Kira Podolsky Inaugural Stratingh Awardee

Published April 3, 2026

The Stratingh Institute for Chemistry at the University of Groningen has named Kira Podolsky, Schmidt Science Fellow at the Massachusetts Institute of Technology, as one of two inaugural recipients of the Stratingh Award, announced on April 2, 2026.

Established to honor outstanding early-career researchers in molecular chemistry, the award recognizes scientists within four years of completing their Ph.D. who demonstrate exceptional scientific creativity and the potential to shape the future of the field. The award is presented biennially at the GroMoChem International Symposium, where both recipients will deliver plenary lectures this May in Groningen, the Netherlands.

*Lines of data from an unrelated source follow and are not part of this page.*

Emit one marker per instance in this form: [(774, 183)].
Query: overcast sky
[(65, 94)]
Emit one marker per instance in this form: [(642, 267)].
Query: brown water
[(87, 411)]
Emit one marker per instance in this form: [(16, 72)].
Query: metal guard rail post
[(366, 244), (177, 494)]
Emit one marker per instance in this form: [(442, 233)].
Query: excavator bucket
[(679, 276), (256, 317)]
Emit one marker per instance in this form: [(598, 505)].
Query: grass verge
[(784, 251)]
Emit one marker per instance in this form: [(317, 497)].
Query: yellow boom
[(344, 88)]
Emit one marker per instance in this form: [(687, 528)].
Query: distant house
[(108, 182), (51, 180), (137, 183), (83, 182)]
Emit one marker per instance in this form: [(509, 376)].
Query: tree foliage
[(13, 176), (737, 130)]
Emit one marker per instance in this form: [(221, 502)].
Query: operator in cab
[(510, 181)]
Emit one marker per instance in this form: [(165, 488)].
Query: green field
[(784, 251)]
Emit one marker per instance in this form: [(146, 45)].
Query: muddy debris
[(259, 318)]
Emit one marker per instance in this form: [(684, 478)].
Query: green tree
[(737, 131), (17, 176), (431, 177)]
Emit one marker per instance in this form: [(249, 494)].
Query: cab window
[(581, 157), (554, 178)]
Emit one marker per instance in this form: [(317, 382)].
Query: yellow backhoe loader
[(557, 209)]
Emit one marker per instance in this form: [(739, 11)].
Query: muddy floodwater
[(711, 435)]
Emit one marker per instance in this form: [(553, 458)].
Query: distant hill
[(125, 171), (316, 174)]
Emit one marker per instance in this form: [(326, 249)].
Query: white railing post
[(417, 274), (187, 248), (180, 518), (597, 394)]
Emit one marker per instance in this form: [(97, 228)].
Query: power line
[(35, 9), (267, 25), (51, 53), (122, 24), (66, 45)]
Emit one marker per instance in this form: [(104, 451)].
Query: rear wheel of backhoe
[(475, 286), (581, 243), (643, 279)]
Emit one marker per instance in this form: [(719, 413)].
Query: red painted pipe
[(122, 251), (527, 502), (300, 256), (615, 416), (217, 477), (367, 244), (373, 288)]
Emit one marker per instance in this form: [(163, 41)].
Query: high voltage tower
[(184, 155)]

Podolsky's research sits at the chemistry-biology interface, exploring the origins of life and the development of synthetic biological systems. As a Schmidt Science Fellow in the laboratory of Professor Ronald T. Raines at MIT, she is working to replace essential enzymes with minimal peptide catalysts in yeast, a direction with far-reaching implications for both fundamental biochemistry and the future of peptide therapeutics for neurodegenerative disorders.

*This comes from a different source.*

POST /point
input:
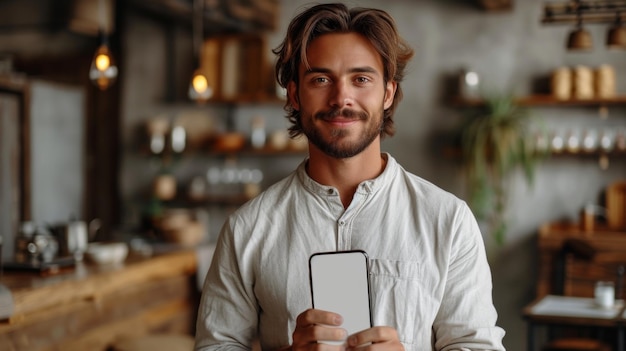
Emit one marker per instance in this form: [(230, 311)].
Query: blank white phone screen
[(340, 284)]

She earned her Ph.D. in Biomedical Sciences from the University of California, San Diego in 2022 under Professor Neal K. Devaraj, where her research focused on the synthesis and characterization of biomimetic compartments. Her training also includes structural biology at the National Institutes of Health and antibody-drug conjugate research at Seattle Genetics. She holds a patent for transmembrane protein semisynthesis on lipid vesicles, and her 12 peer-reviewed publications appear in Nature Reviews Chemistry, Proceedings of the National Academy of Sciences, and the Journal of the American Chemical Society, among other journals.

Podolsky is no stranger to the American Peptide Society community. At the 2025 American Peptide Symposium in San Diego, she received the oral presentation award, recognition that foreshadowed the growing international attention now coming her way. She has also delivered invited talks at the University of Cambridge and Imperial College London.

The co-recipient of the inaugural Stratingh Award is Patricia Izquierdo Garcia, a Marie Sklodowska-Curie Actions postdoctoral researcher in the group of Professor Ben L. Feringa at the University of Groningen, recognized for her work on nanographene-based molecular motors.

Both awardees will deliver plenary lectures at the GroMoChem International Symposium, May 10-13, 2026, Groningen, the Netherlands.